Sebelumnya, wacana soal pajak e-commerce ini muncul pada pertengahan Februari lalu. Pemerintah berencana melibatkan tiga kementerian terkait pajak ini, yaitu Kemenkominfo, Kementerian Perdagangan, dan Kementerian Keuangan (Kemenkeu). Walau begitu nantinya mekanisme pajak akan membedakan antara e-commerce yang sudah besar dengan perusahaan rintisan digital (startup).
Dalam mekanisme aturan pajak e-commerce itu disebutkan bahwa setiap badan usaha yang memiliki pendapatan di bawah Rp 4,8 miliar per tahun, wajib membayar pajak penghasilan sebesar 1 persen dari penghasilan per bulan. Sedangkan badan usaha yang berpenghasilan di atas angka itu per tahunnya, mekanismenya melalui pembukuan yang lebih spesifik.
Ditjen Pajak sendiri telah mengeluarkan Surat Edaran Nomor SE-62/PJ/2013 (SE-62). Di situ tertera empat jenis e-commerce yang memiliki kewajiban membayar pajak.

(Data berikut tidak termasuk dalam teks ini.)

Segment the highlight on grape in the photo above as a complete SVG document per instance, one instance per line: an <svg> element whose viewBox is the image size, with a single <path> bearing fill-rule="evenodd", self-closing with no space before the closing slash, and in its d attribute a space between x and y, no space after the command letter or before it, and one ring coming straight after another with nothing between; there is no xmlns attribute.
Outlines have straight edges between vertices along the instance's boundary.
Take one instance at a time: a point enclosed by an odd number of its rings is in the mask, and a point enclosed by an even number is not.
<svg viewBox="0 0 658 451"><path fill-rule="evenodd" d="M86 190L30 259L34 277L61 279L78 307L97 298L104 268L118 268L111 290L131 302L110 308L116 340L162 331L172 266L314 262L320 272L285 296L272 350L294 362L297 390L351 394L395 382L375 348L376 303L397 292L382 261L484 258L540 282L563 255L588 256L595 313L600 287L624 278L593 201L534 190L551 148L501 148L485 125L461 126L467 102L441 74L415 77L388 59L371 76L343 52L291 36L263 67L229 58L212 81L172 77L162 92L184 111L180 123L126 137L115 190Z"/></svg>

Pertama, marketplace, yaitu kegiatan menyediakan tempat kegiatan usaha untuk para penjual menjajakan barang atau jasa dagangannya di internet, misalnya tokopedia, elevenia, rakuten.
Kedua, classified ads atau situs untuk menampilkan konten (teks, grafis, video, dan informasi) barang bagi pengiklan untuk memasang iklan yang ditujukan kepada pengguna iklan melalui situs yang disediakan, misalnya Kaskus, Berniaga, dan TokoBagus.
Ketiga adalah daily deals, yaitu wadah merchant yang menjual barang atau jasa menggunakan kupon sebagai sarana pembayaran, misalnya LivingSocial, Groupon Disdus, dan LaKupon.
Keempat, online retail, yaitu situs jual beli barang atau jasa oleh penyelenggara online retail kepada pembeli, misalnya berbagai media sosial, situs Lazada, Zalora.